I remember seeing an issue of MAD magazine some 25 or 30 years ago, which ran a spoof of HOGAN'S HEROES called HOCHMAN'S HEROES. It was set in a concentration camp. I still remember some lines.

Col. Clink said, "If you don't obey, Hogan, it's the showers for you! Get it? Showers?"

Hogan replies, "You're a real gasser Colonel. Get it? Gasser?"

The point of the spoof, I guess, was to satirize how low sitcoms can stoop.

#2 — June 10, 2006 @ 16:22PM — Jet in Columbus [URL]

Two staff cars explode outside of camp, and Klink, Schultz, and Hogan dive for cover. When Klink can't get Shultz to explain what just happened, he looks at Hogan and moans angrily, "If Berlin only knew one tenth of what I have to put with-one TENTH!"

#3 — June 11, 2006 @ 16:59PM — beadtot

Were the protagonists from the Carolinas, too?

#4 — June 11, 2006 @ 19:47PM — Jet in Columbus [URL]

Kinch: Colonel, we're all gonna be out of camp all night, what if Klink makes a surprise bed check?

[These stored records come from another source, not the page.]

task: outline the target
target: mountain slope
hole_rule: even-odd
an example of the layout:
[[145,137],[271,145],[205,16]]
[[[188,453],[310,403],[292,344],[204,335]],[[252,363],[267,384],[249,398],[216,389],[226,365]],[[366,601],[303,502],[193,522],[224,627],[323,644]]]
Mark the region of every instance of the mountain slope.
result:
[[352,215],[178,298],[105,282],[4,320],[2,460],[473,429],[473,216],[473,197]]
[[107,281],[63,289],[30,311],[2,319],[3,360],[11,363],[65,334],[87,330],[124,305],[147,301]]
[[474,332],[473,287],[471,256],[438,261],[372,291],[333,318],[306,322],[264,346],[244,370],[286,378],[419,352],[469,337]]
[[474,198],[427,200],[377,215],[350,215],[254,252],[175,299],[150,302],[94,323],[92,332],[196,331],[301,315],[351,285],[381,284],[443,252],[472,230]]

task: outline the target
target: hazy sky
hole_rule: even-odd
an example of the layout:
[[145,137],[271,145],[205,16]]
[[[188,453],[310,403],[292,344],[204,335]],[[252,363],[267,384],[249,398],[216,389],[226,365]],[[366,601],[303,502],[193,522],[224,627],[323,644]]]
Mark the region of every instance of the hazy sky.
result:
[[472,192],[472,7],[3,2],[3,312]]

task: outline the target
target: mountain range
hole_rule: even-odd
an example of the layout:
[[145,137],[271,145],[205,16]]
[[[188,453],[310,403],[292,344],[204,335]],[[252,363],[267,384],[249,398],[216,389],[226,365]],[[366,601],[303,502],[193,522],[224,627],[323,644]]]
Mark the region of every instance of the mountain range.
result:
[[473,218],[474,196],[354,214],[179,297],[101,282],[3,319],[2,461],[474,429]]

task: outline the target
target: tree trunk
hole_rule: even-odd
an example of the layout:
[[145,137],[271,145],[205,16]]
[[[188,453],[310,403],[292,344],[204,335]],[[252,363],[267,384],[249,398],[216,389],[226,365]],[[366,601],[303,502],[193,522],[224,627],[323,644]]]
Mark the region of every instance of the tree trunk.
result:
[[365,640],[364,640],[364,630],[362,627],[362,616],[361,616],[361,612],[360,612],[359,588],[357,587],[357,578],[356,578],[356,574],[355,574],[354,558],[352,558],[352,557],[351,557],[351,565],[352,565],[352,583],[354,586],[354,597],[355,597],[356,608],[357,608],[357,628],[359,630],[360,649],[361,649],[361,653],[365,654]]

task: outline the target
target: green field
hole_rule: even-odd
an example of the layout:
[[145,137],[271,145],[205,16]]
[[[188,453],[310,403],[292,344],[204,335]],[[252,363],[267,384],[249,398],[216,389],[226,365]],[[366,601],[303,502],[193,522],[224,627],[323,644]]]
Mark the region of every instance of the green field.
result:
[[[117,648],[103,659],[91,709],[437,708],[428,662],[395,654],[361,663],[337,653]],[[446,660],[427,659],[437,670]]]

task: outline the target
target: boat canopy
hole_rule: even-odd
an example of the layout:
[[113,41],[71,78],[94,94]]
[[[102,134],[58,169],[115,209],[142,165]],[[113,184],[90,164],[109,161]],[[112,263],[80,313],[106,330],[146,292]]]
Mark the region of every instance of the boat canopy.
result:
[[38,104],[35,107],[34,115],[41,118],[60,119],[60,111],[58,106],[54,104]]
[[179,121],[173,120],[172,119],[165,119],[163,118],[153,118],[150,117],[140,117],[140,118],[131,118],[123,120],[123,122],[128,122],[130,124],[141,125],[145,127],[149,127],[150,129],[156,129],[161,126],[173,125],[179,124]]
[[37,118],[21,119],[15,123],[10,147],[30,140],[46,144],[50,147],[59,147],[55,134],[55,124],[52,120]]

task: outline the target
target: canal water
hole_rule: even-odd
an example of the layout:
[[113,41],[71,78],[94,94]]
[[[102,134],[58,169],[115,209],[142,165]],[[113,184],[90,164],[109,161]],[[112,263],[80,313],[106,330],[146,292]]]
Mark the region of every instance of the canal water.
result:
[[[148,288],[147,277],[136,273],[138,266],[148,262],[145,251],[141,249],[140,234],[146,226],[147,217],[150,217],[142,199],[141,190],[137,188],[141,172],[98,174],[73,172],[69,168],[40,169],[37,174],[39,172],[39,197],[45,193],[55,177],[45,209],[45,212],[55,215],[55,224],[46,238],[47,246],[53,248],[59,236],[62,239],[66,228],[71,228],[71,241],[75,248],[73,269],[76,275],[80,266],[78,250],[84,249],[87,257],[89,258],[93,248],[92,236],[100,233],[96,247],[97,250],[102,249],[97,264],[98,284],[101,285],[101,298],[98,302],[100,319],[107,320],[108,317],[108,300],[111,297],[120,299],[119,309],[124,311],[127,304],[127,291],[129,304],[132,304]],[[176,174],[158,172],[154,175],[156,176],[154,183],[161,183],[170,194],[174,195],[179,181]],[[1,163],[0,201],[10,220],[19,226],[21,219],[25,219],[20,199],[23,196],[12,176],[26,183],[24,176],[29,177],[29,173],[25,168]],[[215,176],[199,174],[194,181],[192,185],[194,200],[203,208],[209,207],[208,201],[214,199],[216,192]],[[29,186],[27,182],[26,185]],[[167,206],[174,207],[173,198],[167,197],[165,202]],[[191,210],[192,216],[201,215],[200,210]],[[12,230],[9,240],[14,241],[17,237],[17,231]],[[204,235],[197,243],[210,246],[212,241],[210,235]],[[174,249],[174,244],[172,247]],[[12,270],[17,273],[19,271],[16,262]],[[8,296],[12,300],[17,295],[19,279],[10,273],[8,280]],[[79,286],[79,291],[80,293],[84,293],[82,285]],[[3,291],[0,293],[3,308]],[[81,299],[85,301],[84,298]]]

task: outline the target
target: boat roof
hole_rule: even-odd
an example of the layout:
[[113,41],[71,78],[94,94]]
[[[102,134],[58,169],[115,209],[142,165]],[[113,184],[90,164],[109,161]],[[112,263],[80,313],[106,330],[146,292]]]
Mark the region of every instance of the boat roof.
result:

Hogan: Impossible, I locked the barracks door..


I miss the running gag from the first season where LeBeau had the guard dogs trained so they all understood him. Especially the one where he's trying to explain to them what a paratrooper is and one dog swiveled his head and looked funny at him.

#5 — June 21, 2006 @ 13:02PM — OscarNJ

Let's not forget what was going on in the world between 65 and 71 either. We were involved in a very unpopular war in Southeast Asia, and shows like HH and McHale's Navy (62-66) took a lighthearted approach to war. SHows like Rat Patrol were also on then, reminders of "better" times at war when we were "winning".